Bournemouth
In the end, Tony Blair had nothing to fear but fear itself. As the Labour Party assembled for its annual conference here on Britain's Yiddish Riviera, the news looked grim. The final days of the Hutton Inquiry revealed that Blair had not only taken the country to war on the basis of "sexed-up" intelligence about the Iraqi threat, he had done so despite intelligence warnings that a war with Iraq might actually increase the danger of terrorist attacks. Leaks from the Iraq Survey Group made it clear that none of the weapons Blair cited in his speech to Parliament last year had been found. And in the Brent East by-election, where a safe Labour majority of 13,000 votes in the last election simply evaporated this September in the face of a Liberal Democrat challenger who emphasized her party's opposition to the war, the handwriting on the wall couldn't have been much plainer.
Yet the Tony Blair who spoke here barely even paid lip service to the damage done to his own--and his party's--credibility by the war. "I know many people are disappointed, hurt, angry," he told the delegates, but though Blair felt their pain, "I would take the same action again." Aside from a passing reference to "the whole murky trade in WMD," the closest Blair came to explaining why was an admission that "it's not so much American unilateralism I fear.
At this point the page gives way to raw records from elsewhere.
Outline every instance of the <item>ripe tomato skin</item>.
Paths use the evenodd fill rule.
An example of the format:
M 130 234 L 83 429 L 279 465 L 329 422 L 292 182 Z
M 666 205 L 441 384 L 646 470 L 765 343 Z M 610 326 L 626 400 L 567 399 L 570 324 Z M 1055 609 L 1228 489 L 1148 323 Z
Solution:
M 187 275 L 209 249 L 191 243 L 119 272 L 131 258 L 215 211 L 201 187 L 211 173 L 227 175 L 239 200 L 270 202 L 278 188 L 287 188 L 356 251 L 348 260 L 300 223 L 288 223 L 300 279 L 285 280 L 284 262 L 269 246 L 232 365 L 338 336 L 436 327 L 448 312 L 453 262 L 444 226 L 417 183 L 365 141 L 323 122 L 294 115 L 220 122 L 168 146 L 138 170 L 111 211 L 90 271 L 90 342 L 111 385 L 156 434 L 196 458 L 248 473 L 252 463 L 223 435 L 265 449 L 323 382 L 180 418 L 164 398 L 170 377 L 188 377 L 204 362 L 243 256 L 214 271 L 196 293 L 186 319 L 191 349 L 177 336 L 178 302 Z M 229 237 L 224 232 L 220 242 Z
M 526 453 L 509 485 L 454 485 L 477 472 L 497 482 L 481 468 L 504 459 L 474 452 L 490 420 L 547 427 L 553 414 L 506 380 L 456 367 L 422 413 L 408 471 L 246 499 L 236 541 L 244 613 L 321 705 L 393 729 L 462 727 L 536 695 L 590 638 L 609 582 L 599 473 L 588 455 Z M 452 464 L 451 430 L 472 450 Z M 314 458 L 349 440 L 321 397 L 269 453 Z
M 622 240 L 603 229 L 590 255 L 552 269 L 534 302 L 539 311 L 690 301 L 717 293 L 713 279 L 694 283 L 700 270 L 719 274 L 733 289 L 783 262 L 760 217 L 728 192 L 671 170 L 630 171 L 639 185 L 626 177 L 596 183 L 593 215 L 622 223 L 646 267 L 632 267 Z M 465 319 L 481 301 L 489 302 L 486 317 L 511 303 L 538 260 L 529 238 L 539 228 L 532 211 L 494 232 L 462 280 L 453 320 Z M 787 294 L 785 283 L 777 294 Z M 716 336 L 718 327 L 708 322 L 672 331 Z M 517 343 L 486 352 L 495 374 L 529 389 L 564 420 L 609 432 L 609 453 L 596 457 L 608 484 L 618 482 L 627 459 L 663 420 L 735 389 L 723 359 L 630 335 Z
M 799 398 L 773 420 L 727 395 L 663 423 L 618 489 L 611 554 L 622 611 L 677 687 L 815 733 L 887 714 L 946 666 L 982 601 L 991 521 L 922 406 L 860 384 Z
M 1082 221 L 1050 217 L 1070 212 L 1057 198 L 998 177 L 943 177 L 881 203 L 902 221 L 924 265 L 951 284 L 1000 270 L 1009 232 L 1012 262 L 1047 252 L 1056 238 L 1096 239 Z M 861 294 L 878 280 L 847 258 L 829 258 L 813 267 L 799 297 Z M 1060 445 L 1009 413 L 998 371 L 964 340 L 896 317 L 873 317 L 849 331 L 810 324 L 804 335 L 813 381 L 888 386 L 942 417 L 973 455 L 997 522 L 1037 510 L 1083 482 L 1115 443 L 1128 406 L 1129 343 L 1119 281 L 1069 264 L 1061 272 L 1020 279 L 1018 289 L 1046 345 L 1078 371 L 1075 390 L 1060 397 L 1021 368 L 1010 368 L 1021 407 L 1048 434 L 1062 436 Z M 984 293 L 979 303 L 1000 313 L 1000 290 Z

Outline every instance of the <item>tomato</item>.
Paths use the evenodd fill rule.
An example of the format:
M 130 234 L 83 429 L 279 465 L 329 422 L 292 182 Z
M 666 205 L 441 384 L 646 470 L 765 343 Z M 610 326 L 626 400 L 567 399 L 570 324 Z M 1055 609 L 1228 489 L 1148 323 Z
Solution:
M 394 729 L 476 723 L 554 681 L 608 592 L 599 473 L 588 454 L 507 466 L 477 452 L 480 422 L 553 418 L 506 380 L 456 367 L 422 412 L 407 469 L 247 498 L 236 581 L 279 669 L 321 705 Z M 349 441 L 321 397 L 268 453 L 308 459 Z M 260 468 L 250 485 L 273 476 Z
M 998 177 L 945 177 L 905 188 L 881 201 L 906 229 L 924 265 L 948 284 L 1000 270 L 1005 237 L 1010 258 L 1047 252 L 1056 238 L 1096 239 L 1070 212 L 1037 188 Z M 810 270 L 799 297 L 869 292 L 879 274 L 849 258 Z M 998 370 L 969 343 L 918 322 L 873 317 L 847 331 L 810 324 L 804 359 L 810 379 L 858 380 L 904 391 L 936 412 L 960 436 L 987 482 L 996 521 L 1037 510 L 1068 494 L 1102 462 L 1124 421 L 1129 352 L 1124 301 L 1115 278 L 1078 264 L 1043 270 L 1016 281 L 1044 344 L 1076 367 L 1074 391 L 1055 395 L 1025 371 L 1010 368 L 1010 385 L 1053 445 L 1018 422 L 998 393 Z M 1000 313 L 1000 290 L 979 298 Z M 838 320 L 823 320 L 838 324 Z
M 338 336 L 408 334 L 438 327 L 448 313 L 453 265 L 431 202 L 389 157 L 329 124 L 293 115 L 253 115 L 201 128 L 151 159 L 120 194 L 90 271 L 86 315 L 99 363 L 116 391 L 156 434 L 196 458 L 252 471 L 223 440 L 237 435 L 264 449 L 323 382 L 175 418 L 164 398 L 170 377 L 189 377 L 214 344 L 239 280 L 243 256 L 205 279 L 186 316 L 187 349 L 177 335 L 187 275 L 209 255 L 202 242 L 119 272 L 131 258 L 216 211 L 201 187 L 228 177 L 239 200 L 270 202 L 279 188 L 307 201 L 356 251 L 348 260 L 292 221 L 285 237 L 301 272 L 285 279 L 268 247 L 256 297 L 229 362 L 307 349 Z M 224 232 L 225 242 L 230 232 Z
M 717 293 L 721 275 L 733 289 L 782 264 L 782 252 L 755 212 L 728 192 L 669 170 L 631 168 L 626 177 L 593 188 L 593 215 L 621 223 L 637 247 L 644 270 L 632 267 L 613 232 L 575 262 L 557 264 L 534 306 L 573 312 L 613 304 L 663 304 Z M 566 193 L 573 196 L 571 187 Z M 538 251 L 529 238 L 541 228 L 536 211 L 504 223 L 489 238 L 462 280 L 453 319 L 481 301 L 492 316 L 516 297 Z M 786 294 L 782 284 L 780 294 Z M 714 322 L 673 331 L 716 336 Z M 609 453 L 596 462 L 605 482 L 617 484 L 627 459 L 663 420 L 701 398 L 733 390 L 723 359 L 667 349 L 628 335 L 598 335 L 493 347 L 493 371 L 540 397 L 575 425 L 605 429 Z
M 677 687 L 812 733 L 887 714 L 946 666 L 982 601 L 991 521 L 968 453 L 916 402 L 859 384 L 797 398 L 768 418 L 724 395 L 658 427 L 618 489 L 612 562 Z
It's isolation. It's walking away when we need to get America there engaged." Given the Prime Minister's perfunctory nods at climate change and his commitment to "staying with" American policy on the Middle East, Blair doesn't seem to expect his policy of constructive engagement with the Bush Administration to bear fruit anytime soon.
What Blair does expect, with a certainty that would be unpardonably arrogant were there any realistic prospect of disappointment, is "a full third term" in power. As he reminded the delegates, Blair is the first Labour Prime Minister ever to reach six and a half continuous years in office. Describing past Labour government as "a spasmodic interval punctuating otherwise unbroken Conservative rule," Blair warned that he is in no mood for self-criticism: "I can only go one way. I've not got a reverse gear." The terms of Blair's bargain couldn't be plainer: Stick with me, and you will remain in power through the end of the decade, or take your chances without me. Only a day earlier Gordon Brown, Chancellor of the Exchequer and the only plausible rival for party leadership, delivered a rousing call for a return to old-time "Labour values," which prompted a two-minute standing ovation. Blair's insistence on his own values, his defiant claim that "New Labour for me was never a departure from belief," kept them clapping for seven minutes.